Tile systems offer a general paradigm for modular descriptions of concurrent systems, based
on a set of rewriting rules with side-effects. Monoidal double categories are a natural
semantic framework for tile systems, because the mathematical structures describing system
states and synchronizing actions (called configurations and observations, respectively, in our
terminology) are monoidal categories having the same objects (the interfaces of the system).
In particular, configurations and observations based on net-process-like and term structures
are usually described in terms of symmetric monoidal and cartesian categories, where the
auxiliary structures for the rearrangement of interfaces correspond to suitable natural
transformations. In this paper we discuss the lifting of these auxiliary structures to double
categories. We notice that the internal construction of double categories produces a
pathological asymmetric notion of natural transformation, which is fully exploited in one
dimension only (for example, for configurations or for observations, but not for both).
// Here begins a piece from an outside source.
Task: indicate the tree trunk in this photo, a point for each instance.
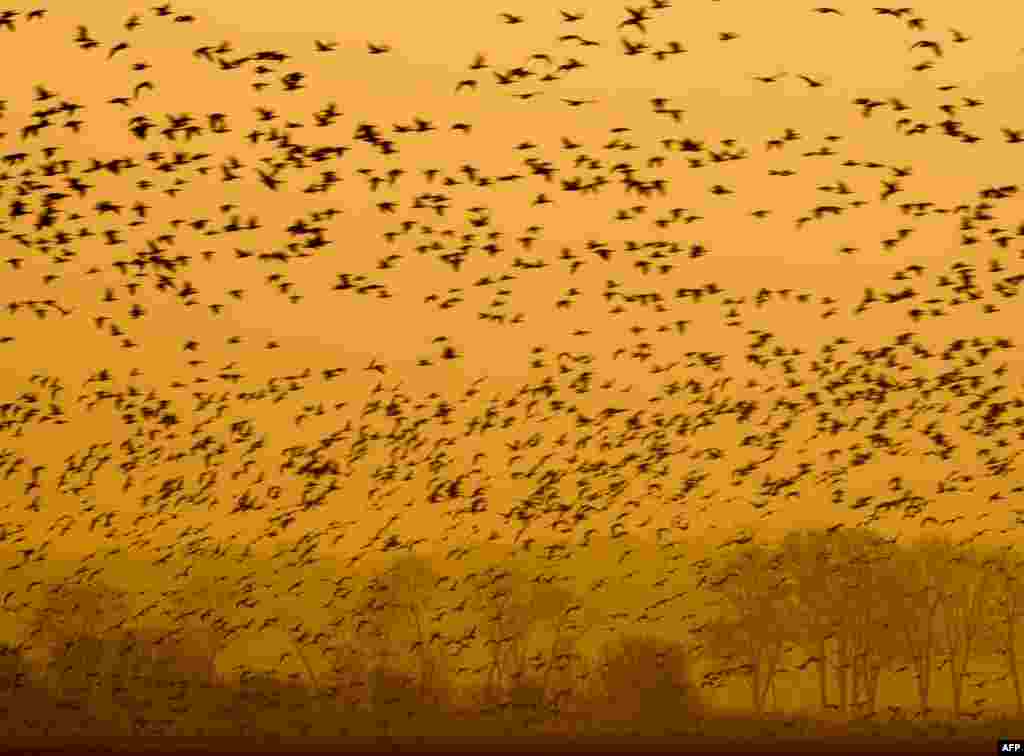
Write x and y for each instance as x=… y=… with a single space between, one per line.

Following Ehresmann (1963), we overcome this biased definition, introducing the notion of
generalized natural transformation between four double functors (rather than two). As a
consequence, the concepts of symmetric monoidal and cartesian (with consistently chosen
products) double categories arise in a natural way from the corresponding ordinary versions,
giving a very good relationship between the auxiliary structures of configurations and
observations. Moreover, the Kelly–Mac Lane coherence axioms can be lifted to our setting
without effort, thanks to the characterization of two suitable diagonal categories that are
always present in a double category. Then, symmetric monoidal and cartesian double
categories are shown to offer an adequate semantic setting for process and term tile systems.